School of Health

Semaglutide and the future of obesity care in the UK

Professor Louisa Ellls, Professor of Obesity, recently had an article published in the Lancet about Semaglutide[1], and the recent government announcement of a £40 million two year pilot of the drug to ‘tackle obesity and cut NHS waiting lists’[2]

This blog takes an in-depth look at the use of Semaglutide. 


[1] https://www.thelancet.com/journals/lancet/article/PIIS0140-6736(23)01083-8/fulltext?dgcid=twitter_organic_comment23_lancet&utm_campaign=comment23&utm_content=251877892&utm_medium=social&utm_source=twitter&hss_channel=tw-27013292

[2] https://www.gov.uk/government/news/new-drugs-pilot-to-tackle-obesity-and-cut-nhs-waiting-lists

A doctor taking a woman's pulse during a consultation

Firstly, what is Semaglutide? It’s a new generation of obesity medications called GLP-1 (Glucagon-like Peptide-1) analogues, which is administered by weekly injections for up to 2 years. These drugs work by increasing the activity of the GLP-1 receptor in the brain which can help the body regulate insulin and glucose (sugar) released by the liver, slow the rate the stomach takes to digest and empty food, and reduce appetite[1] – in a nutshell it helps you feel less hungry, more full, and eat less.

Secondly, does it work?
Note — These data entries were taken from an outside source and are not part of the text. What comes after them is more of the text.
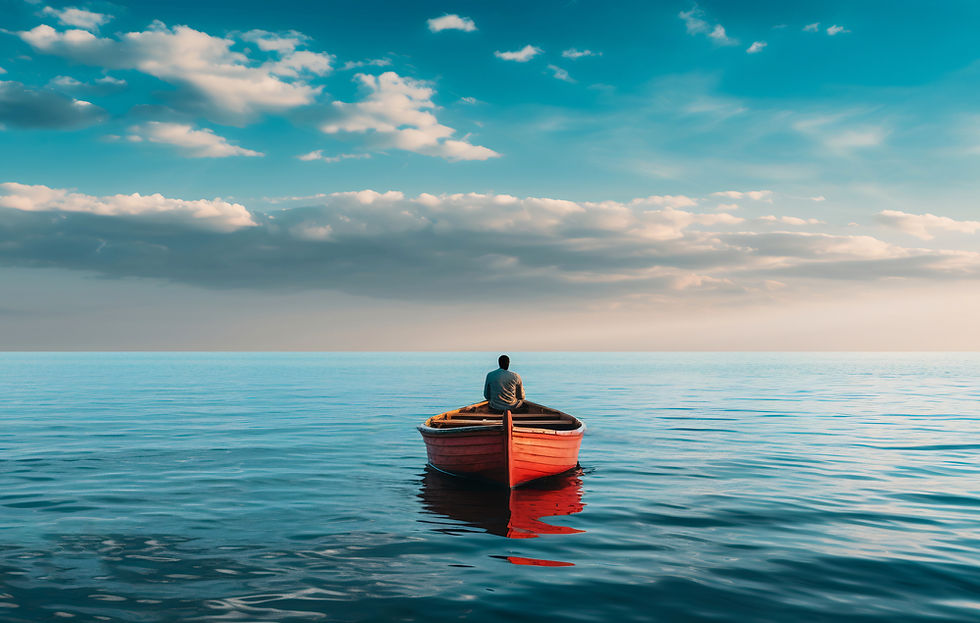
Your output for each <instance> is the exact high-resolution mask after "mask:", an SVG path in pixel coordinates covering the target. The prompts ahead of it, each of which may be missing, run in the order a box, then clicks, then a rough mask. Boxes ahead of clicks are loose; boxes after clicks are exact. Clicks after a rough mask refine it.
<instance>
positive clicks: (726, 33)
mask: <svg viewBox="0 0 980 623" xmlns="http://www.w3.org/2000/svg"><path fill="white" fill-rule="evenodd" d="M677 16H678V17H680V18H681V19H682V20H683V21H684V26H685V27H686V28H687V32H688V34H690V35H707V36H708V37H709V38H710V39H711V40H712V41H714V42H715V43H717V44H719V45H735V44H737V43H738V41H737V40H736V39H732V38H731V37H729V36H728V34H727V33H726V32H725V27H724V26H722V25H721V24H715V25H714V26H712V25H711V24H710V23H708V22H707V21H705V19H704V18H705V13H704V10H703V9H701V7H699V6H697V5H695V6H694V7H693V8H691V9H690V10H689V11H681V12H680V13H678V15H677Z"/></svg>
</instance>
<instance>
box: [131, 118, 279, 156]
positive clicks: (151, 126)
mask: <svg viewBox="0 0 980 623" xmlns="http://www.w3.org/2000/svg"><path fill="white" fill-rule="evenodd" d="M130 132H131V134H130V135H129V136H128V137H127V138H128V139H129V140H131V141H134V142H139V141H143V140H145V141H149V142H151V143H162V144H165V145H174V146H176V147H179V148H180V149H181V151H182V152H183V153H184V154H185V155H187V156H189V157H191V158H228V157H229V156H264V155H265V154H263V153H261V152H258V151H253V150H251V149H245V148H244V147H239V146H238V145H232V144H231V143H229V142H228V140H227V139H226V138H224V137H222V136H218V135H217V134H215V133H214V131H212V130H209V129H204V130H195V129H194V128H193V126H190V125H187V124H183V123H166V122H163V121H150V122H149V123H145V124H143V125H139V126H133V127H132V128H130Z"/></svg>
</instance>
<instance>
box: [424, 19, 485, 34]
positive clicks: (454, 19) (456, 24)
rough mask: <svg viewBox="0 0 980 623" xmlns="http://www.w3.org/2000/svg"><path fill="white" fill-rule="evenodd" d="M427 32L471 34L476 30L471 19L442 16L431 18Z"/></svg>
mask: <svg viewBox="0 0 980 623" xmlns="http://www.w3.org/2000/svg"><path fill="white" fill-rule="evenodd" d="M427 23H428V25H429V30H431V31H432V32H440V31H443V30H462V31H463V32H473V31H474V30H476V24H475V23H474V22H473V20H472V19H470V18H468V17H460V16H459V15H443V16H442V17H433V18H432V19H430V20H428V22H427Z"/></svg>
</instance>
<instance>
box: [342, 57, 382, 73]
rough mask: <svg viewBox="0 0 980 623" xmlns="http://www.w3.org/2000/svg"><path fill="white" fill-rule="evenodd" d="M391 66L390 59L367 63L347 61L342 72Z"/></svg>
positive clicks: (369, 60)
mask: <svg viewBox="0 0 980 623" xmlns="http://www.w3.org/2000/svg"><path fill="white" fill-rule="evenodd" d="M390 65H391V59H388V58H372V59H368V60H366V61H347V62H346V63H344V65H343V67H341V68H340V69H341V71H348V70H351V69H359V68H361V67H389V66H390Z"/></svg>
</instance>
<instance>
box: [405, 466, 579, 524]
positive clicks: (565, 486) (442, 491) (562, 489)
mask: <svg viewBox="0 0 980 623" xmlns="http://www.w3.org/2000/svg"><path fill="white" fill-rule="evenodd" d="M580 474H581V470H576V471H574V472H569V473H567V474H562V475H560V476H553V477H550V478H542V479H541V480H538V481H535V482H532V483H530V484H528V485H525V486H523V487H520V488H518V489H507V488H504V487H501V486H500V485H494V484H489V483H483V482H479V481H475V480H471V479H467V478H459V477H456V476H449V475H447V474H443V473H442V472H440V471H438V470H436V469H433V468H432V467H430V466H428V465H427V466H426V468H425V474H424V476H423V477H422V489H421V492H420V493H419V498H421V500H422V506H423V507H424V509H425V510H426V511H427V512H428V513H429V514H430V515H435V516H436V517H437V518H438V517H441V518H445V519H450V520H452V522H442V521H439V520H438V519H437V518H426V519H423V520H422V521H424V522H426V523H432V524H435V526H436V527H434V528H433V529H434V530H436V531H437V532H443V533H445V534H460V533H464V532H473V531H474V528H476V529H477V530H479V531H481V532H489V533H490V534H497V535H500V536H504V537H507V538H508V539H527V538H534V537H537V536H539V535H542V534H575V533H578V532H584V530H577V529H575V528H569V527H567V526H556V525H553V524H550V523H545V522H544V521H541V518H542V517H555V516H559V515H573V514H575V513H580V512H582V509H583V508H584V507H585V504H583V503H582V481H581V480H580V479H579V477H578V476H579V475H580Z"/></svg>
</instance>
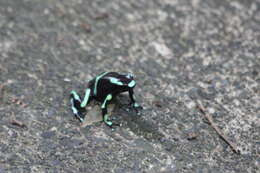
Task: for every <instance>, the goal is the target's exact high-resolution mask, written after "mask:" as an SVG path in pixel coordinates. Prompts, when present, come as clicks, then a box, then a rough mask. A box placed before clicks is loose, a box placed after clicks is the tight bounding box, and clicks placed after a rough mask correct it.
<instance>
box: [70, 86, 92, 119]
mask: <svg viewBox="0 0 260 173" xmlns="http://www.w3.org/2000/svg"><path fill="white" fill-rule="evenodd" d="M70 96H71V99H70V102H71V109H72V112H73V114H74V115H75V117H76V118H78V119H79V120H80V121H81V122H83V121H84V116H83V113H84V112H85V109H84V108H85V107H86V105H87V104H88V103H89V101H90V89H89V88H87V89H86V91H85V96H84V99H83V101H81V98H80V96H79V95H78V93H77V92H76V91H74V90H73V91H71V93H70Z"/></svg>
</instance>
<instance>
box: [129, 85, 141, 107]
mask: <svg viewBox="0 0 260 173" xmlns="http://www.w3.org/2000/svg"><path fill="white" fill-rule="evenodd" d="M128 93H129V97H130V100H131V105H132V106H133V107H134V108H135V109H136V110H137V109H142V108H143V107H142V106H140V105H139V104H138V103H136V100H135V96H134V90H133V88H130V89H129V90H128Z"/></svg>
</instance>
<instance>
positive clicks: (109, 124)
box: [101, 94, 113, 127]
And the answer is yes, when tested in a two year randomised controlled trial the patients taking Semaglutide lost on average 15% of their body weight compared to 3% who did not take the drug[2]. But like any drug it can have side effects and these commonly include feeling sick, diarrhoea, bloating (excess gas), and fatigue. There are also some less common but serious potential side effects such as pancreatitis, which is why careful monitoring is so important.



[1] https://www.diabetes.co.uk/diabetes-medication/semaglutide.html

[2] https://www.nature.com/articles/s41591-022-02026-4

Hand with a blue medical glove holding a injection needle

So why are we concerned? Our commentary in the Lancet highlighted the following concerns we have about Semaglutide:

  1. It’s approved for use on the NHS but it’s only available through specialist weight management centres, and currently not every area in the country has these centres which creates a postcode lottery in terms of potential access to treatment.
  2. Semaglutide is currently available privately but not on the NHS due to supply shortages, which again creates an inequality, with access only available to those who can afford it.
  3. Private purchases of the drug are driving shortages, and there is some evidence of unsafe and inappropriate private prescribing. This is a concern as it could lead to the people who don’t need the drug being prescribed it, or people not being safely monitored and supported whilst taking the drug.
  4. We don’t yet know the long-term effects of taking Semaglutide, and in different population groups, as the trial patients were mainly white women followed over two years.
  5. Some GPs have not had sufficient training in the nutrition and the medication management required whilst caring for patients taking the drug. This could lead to unintended harms such as poor nutrition, weight regain, low blood pressure or low blood sugar.
  6. Obesity is a chronic relapsing disease, therefore weight regain will be inevitable when patients come off the drug, unless they are provided with appropriate person-centred care. This is non-stigmatising care that is tailored to an individual, that addresses the root causes of obesity (for example providing psychological support) and safely manages co-morbidities (other illnesses that patients have in addition to living with obesity).
  7. A focus simply on the use of medication, does not address the complexity of obesity which requires a system wide approach. This includes local and national policies and action that promote opportunities to eat a healthy diet and be physically active.

In summary, obesity is complex chronic disease. Obesity medication can be a useful aid to weight management, providing it is safely and equitably prescribed. However, it will only ever be a sticking plaster unless it is delivered as part of a life-long programme of person-centred care that addresses root causes, manages co-morbidities and is supported by societal and policy actions that enable positive behaviour change.

A man sitting in a chair talking to a doctor

[1] https://www.thelancet.com/journals/lancet/article/PIIS0140-6736(23)01083-8/fulltext?dgcid=twitter_organic_comment23_lancet&utm_campaign=comment23&utm_content=251877892&utm_medium=social&utm_source=twitter&hss_channel=tw-27013292

[1] https://www.gov.uk/government/news/new-drugs-pilot-to-tackle-obesity-and-cut-nhs-waiting-lists

[1] https://www.diabetes.co.uk/diabetes-medication/semaglutide.html

[1] https://www.nature.com/articles/s41591-022-02026-4

Main photo and third photo credits - ecpomedia.org

Professor Louisa Ells

Professor / School Of Health

Louisa is a registered public health nutritionist with a specialist interest in multi-disciplinary, cross-sector applied obesity research. Her research focuses on obesity related public health, service evaluation, inequalities and e-health, delivered using systematic reviewing, mixed method, coproduction and person-centred approaches.